While experimenting with some local policies though, after an update (selinux-base-policy and other sec-policy packages) my local policy triggered a neverallow rule about sys_module capability being unnecessarily granted.

In fact, re-compiling the local policy and loading the new version made the error disappear. Now this is indeed useful, because binary policy files are arguably harder to inspect, and if they get out of sync with the base policy, it's easy to introduce errors like in this case.

Another conclusion is that learning takes time: it was the update that triggered this situation. I wonder what else awaits me in the SELinux land. ;-)

Experimenting with SELinux

Recently I started experimenting with SELinux and created a new VM for that. I've used the excellent Gentoo SELinux Handbook and mostly got things running. I also submitted bug #411005, bug #411365, and bug #411377 to make it even better.

SELinux may seem scary or complicated at the first glance, but my experience so far was pretty good. I did encounter some AVC denials, but that was fine. Here are my general notes about running a SELinux system:

1. UNIX permissions work normally. If UNIX permissions deny access, SELinux rules are not checked.

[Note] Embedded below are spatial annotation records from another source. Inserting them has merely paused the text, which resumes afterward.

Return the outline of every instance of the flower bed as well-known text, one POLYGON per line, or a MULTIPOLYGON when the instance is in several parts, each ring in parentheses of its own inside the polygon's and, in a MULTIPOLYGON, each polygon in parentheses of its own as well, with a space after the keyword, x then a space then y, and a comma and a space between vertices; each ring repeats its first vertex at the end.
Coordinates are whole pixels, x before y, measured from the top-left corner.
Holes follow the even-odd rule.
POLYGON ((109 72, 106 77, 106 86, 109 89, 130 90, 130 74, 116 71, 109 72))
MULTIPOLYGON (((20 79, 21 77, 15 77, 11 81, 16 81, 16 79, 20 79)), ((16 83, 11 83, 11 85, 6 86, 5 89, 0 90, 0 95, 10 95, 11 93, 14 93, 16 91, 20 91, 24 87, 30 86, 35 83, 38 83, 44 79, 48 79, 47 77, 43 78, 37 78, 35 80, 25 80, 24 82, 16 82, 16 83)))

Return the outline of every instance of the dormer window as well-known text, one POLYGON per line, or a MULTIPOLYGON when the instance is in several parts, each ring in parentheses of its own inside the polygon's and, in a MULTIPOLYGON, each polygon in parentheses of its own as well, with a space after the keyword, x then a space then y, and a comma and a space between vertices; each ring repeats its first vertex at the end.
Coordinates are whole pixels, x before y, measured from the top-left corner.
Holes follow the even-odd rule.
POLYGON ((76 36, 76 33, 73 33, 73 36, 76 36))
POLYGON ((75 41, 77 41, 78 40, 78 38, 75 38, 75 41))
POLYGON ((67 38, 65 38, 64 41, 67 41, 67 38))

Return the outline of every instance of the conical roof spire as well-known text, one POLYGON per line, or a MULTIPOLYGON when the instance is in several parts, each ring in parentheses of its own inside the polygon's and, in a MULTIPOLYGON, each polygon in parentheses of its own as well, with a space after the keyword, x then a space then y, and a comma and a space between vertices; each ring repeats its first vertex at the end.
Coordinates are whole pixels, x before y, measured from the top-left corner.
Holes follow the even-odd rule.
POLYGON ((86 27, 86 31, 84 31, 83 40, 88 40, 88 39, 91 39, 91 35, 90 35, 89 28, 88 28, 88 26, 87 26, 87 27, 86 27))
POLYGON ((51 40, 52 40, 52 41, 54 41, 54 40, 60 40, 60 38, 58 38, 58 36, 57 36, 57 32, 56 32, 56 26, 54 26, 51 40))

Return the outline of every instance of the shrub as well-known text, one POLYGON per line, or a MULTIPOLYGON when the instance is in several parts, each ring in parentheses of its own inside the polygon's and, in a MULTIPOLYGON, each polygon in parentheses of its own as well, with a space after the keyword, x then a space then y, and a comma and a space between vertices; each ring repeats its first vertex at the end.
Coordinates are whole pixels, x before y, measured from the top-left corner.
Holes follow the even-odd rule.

Access is just denied, as expected. SELinux rules can result in more denials, but can never allow more than UNIX permissions.
   
2. Permissive mode is really useful. In that mode the denials are only logged, not enforced. The system should work as usual, and you have chance to note and fix eventual problems. You can actually switch between permissive and enforcing on the fly (setenforce 1, setenforce 0), so you can experiment whether things would work in enforcing mode and quickly switch back otherwise.
   
3. Targeted policy is recommended for desktop systems. It's part of general advice to "start small", but desktop systems have many more available applications anyway. Usually servers are minimal installations, so it's easier to write complete strict policy for them. Targeted SELinux policy uses unconfined_t context by default, which has no restrictions at all. Only selected applications have a specific policy just for them.
   
4. You don't need to worry about SELinux users with targeted policy. Another part that makes SELinux more complicated is that normal Linux users are mapped to SELinux users. This is important when using strict policy, but with the targeted one everyone is just mapped to unconfined_u.
   
5. Most access decisions are made based just on the type. Usual SELinux context, e.g. unconfined_u:object_r:user_home_t may seem quite complicated. However, corresponding allow rule would most likely only need to mention the type, i.e. user_home_t (to be precise, two types: types of the object and type of the subject).
   
6. Many confusions are just matter of vocabulary. For example, there is no practical difference between domain and type (source). My understanding is that domains are types used to confine processes, so every domain is a type, but not every type is a domain.
   
7. Allow rules are actually pretty simple. For example "allow example_t self:process execmem;". Ignore the syntax, the meaning of each rule is really straightforward, and I think it's no different with alternative MAC (Mandatory Access Control) implementations. And when writing a policy for specific domain (in this case example_t), all of the rules are going to start with "allow example_t ...".

For further reading, I recommend SELinux from the inside out and Breaking the Ice with SELinux.